The town below was pretty as a picture, nestled at the foot of some mountains beside a small inland sea. It reminded him a bit of an Earth village on the Mediterranean, all whitewashed walls and colorful tile roofs. John brought the shuttle down at the modest little shipyard on the outskirts, flying over a field of what looked just like Earth cattle as he did so. The landing was easy as pie (the pilot inside took a moment to swagger and bow), and they sat there for a moment in silence.
Finally Delenn nodded as though answering a question spoken out loud. She put her hand on his arm. “Let's go.” Then she was up, grabbing her bag from the compartment, and walking to the back of the shuttle. John followed, grabbing his own suitcase from his room. They left the shuttle, walking down the ramp, and then they stood on the surface of Centauri Prime. Delenn reached over and took his hand.
Six: Another Begins
She would have liked to make it to the city before nightfall, but she was exhausted. Mentally more than physically, which was worse, she thought; she wanted to be completely alert when this began. So Delenn asked John to find them a place to stay. He was talking to a fisherman now, a few meters away, his naturally open and affable face making the Centauri trust him completely right off the bat. They were newlyweds, John told him, and on the spur of the moment had decided to come to Centauri Prime on their honeymoon. They hadn't done a lick of research. Where was a nice, quiet, tucked-away place to stay?

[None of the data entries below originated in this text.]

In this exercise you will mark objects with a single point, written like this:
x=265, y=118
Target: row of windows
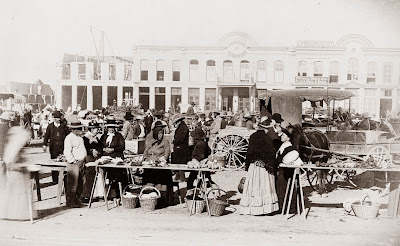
x=245, y=74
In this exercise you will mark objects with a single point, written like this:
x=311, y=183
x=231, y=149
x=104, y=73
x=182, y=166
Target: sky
x=34, y=35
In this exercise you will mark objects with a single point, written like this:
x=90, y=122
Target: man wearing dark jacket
x=181, y=154
x=54, y=137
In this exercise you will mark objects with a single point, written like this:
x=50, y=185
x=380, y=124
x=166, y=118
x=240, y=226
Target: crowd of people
x=83, y=138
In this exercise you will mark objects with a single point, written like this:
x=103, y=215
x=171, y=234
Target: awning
x=309, y=94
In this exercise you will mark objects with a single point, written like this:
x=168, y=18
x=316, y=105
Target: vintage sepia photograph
x=182, y=122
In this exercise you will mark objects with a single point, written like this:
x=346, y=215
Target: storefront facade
x=230, y=75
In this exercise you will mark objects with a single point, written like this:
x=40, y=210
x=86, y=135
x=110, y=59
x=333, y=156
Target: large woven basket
x=217, y=205
x=130, y=201
x=149, y=204
x=366, y=210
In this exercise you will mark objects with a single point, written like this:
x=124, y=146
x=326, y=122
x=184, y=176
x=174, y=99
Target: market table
x=292, y=183
x=177, y=167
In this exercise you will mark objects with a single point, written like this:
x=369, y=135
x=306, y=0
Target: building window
x=194, y=95
x=386, y=93
x=144, y=70
x=176, y=70
x=244, y=71
x=194, y=70
x=82, y=71
x=111, y=71
x=66, y=73
x=128, y=72
x=211, y=70
x=262, y=71
x=352, y=69
x=302, y=68
x=318, y=69
x=278, y=71
x=160, y=70
x=371, y=72
x=387, y=72
x=97, y=71
x=211, y=99
x=334, y=72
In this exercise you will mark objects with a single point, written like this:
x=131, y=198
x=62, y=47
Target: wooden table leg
x=93, y=187
x=286, y=194
x=60, y=183
x=291, y=194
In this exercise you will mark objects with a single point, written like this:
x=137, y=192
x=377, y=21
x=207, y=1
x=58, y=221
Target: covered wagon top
x=309, y=94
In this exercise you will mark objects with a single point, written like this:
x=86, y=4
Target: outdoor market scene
x=200, y=122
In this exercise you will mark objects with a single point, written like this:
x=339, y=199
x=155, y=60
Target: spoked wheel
x=381, y=156
x=234, y=147
x=314, y=178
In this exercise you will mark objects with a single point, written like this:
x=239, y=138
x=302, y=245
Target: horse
x=306, y=142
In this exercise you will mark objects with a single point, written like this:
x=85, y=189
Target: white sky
x=34, y=35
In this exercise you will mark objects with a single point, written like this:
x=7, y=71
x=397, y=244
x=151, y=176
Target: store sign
x=312, y=80
x=315, y=44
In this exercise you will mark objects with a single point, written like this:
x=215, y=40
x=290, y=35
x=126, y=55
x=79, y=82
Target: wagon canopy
x=309, y=94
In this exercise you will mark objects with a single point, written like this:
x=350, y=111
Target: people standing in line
x=94, y=151
x=148, y=121
x=127, y=128
x=159, y=150
x=259, y=192
x=190, y=110
x=54, y=137
x=113, y=145
x=75, y=153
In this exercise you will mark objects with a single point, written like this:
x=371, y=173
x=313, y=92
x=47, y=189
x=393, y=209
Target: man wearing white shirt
x=75, y=153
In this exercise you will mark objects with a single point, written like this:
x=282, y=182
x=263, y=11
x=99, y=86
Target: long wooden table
x=177, y=167
x=292, y=183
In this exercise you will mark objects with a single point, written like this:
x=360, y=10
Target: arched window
x=371, y=72
x=387, y=72
x=352, y=69
x=176, y=70
x=318, y=69
x=210, y=70
x=302, y=68
x=228, y=71
x=194, y=70
x=245, y=71
x=160, y=70
x=278, y=71
x=334, y=72
x=144, y=70
x=262, y=71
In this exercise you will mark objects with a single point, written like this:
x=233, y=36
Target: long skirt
x=259, y=193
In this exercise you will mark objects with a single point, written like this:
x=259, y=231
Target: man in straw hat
x=75, y=153
x=55, y=135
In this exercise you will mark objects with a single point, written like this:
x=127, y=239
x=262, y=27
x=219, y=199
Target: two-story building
x=230, y=75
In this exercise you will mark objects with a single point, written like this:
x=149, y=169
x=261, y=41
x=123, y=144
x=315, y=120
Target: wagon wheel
x=234, y=147
x=381, y=156
x=314, y=176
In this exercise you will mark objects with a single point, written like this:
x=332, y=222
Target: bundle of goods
x=130, y=199
x=365, y=209
x=61, y=158
x=195, y=204
x=218, y=203
x=149, y=201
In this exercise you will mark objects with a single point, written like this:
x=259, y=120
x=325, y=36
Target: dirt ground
x=326, y=224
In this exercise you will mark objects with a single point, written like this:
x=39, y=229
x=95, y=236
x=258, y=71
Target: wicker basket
x=217, y=206
x=149, y=204
x=366, y=210
x=199, y=205
x=128, y=201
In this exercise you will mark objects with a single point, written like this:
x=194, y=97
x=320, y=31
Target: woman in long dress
x=259, y=193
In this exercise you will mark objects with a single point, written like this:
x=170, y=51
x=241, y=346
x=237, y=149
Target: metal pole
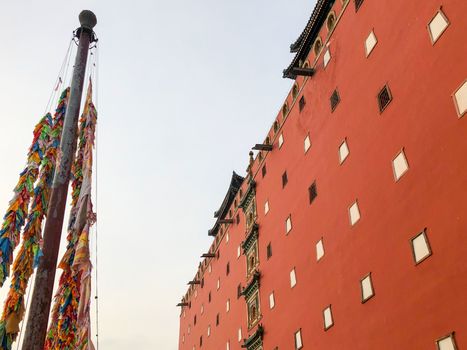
x=36, y=328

While the two men went over various options, Delenn just watched John. His kiss had been unexpected, surprising, and completely perfect. There was no longer any need to pray on it, to try and decide if it were the right path – it had felt so very right, and that was all the answer from the universe she needed. As tired as she was, she also wanted to stay the night in this little village because she wanted to spend time with John alone, without worrying about anything else. Besides that, a week spent constantly on edge had taken its toll.

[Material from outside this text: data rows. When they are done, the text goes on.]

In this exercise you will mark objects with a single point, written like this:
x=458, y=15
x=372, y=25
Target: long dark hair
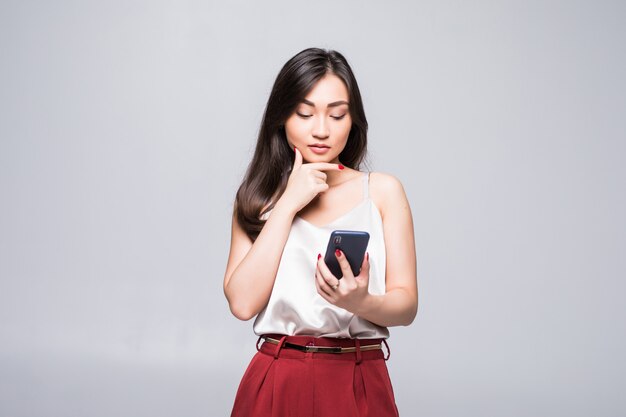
x=268, y=172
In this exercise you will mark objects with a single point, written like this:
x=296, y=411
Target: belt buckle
x=326, y=349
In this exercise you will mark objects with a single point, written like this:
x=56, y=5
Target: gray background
x=126, y=128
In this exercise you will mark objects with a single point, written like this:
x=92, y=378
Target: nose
x=320, y=129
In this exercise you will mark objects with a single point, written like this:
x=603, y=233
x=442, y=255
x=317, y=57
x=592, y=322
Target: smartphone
x=353, y=244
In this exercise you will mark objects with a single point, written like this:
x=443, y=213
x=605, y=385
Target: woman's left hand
x=348, y=292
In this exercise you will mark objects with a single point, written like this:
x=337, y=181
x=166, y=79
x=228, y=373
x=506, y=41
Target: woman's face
x=321, y=123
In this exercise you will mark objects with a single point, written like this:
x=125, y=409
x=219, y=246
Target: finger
x=325, y=166
x=322, y=287
x=297, y=162
x=325, y=271
x=345, y=266
x=364, y=275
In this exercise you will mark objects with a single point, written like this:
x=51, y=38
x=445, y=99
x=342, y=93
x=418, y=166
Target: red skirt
x=282, y=382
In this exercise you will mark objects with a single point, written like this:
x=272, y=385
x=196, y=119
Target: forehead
x=328, y=89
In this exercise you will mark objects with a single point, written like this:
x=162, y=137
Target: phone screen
x=353, y=244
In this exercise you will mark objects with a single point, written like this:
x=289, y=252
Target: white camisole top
x=295, y=307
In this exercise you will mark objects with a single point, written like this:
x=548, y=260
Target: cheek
x=294, y=130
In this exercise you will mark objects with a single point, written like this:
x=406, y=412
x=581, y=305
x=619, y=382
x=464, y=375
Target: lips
x=319, y=148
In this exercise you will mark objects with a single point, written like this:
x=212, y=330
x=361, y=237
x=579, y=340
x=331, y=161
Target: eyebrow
x=333, y=104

“All right. Dalos says there's a really nice little bed and breakfast just about a half a mile from here. He's going to drive us up.” John helped her to her feet, and offered her his arm. She took it gratefully. The drive was short; Dalos kept up a running monologue of the sights of the village (mostly houses and the Centauri domesticated livestock), happy to show off his home to strangers. Delenn let his voice fade away and rested her head on John's shoulder.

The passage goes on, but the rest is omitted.